Church plays key role in reaching marginalised HIV sufferers - Tearfund

Responses to HIV by local churches and faith-based organisations amongst marginalised communities are transforming lives, says relief and development agency Tearfund.

As the 2008 International AIDS Conference continues in Mexico, Tearfund is calling on decision makers to reassess the potential that the church has to reach marginalised groups.
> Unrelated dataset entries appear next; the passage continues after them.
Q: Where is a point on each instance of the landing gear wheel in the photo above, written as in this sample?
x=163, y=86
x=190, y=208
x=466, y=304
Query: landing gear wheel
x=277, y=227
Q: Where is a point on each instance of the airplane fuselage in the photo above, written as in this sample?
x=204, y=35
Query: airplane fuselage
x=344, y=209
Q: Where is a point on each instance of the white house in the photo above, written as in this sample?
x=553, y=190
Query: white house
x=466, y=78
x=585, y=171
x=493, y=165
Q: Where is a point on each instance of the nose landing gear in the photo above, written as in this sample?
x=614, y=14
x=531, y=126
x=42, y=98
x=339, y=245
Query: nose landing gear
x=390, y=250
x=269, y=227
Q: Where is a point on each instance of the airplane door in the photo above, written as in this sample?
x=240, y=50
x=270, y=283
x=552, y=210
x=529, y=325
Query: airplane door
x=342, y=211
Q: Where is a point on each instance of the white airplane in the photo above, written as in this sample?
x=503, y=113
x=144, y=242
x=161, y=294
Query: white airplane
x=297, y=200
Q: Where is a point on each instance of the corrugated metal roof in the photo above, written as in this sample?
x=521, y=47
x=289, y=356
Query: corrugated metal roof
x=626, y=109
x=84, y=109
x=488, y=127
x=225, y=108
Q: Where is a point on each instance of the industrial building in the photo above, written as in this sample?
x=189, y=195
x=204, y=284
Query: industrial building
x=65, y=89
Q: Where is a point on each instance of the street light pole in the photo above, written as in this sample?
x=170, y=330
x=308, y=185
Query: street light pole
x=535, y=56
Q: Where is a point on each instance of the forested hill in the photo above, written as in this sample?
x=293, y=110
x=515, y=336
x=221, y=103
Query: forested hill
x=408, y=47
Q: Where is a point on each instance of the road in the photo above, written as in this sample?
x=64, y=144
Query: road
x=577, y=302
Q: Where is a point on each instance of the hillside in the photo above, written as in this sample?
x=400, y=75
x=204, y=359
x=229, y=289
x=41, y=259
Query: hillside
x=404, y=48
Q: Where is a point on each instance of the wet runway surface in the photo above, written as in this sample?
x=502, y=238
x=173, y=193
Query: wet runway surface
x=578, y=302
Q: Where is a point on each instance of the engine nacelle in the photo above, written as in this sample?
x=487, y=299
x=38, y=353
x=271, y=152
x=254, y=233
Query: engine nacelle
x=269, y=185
The agency says that it is the churches that are helping to overcome stigma and discrimination amongst communities by enabling access to treatment, care and support for people living with HIV.

Tearfund's new case study report, 'Working on the margins', highlights "exceptional" work by churches with women affected by sexual violence in the DRC, male groups in urban and rural Uganda, and with hijira (transgender) communities in India.

Contradicting stereotypes of the church as judgmental and reluctant to face up to the realities of HIV in their communities, Tearfund says that far from shying away, in many places church responses to HIV are reaching marginalised groups and that through this the church itself is being transformed.

The report acknowledges that the church itself has contributed to stigma and that challenges remain around issues of gender and sexuality, but it also illustrates that where the church engages with these challenges it is in a key position to overcome stigma and transform harmful attitudes.

"Collaboration, mutual respect and understanding between governments, international agencies and civil society, including people who are living with HIV, is essential if we are going to halt the spread of HIV," says Veena O'Sullivan from Tearfund's HIV team.

"Tearfund believes that where the church has overcome stigma it is playing a significant role in the response to HIV in many affected and marginalised communities because it is local, trusted, invests in relationships and is a powerful agent of change," she adds.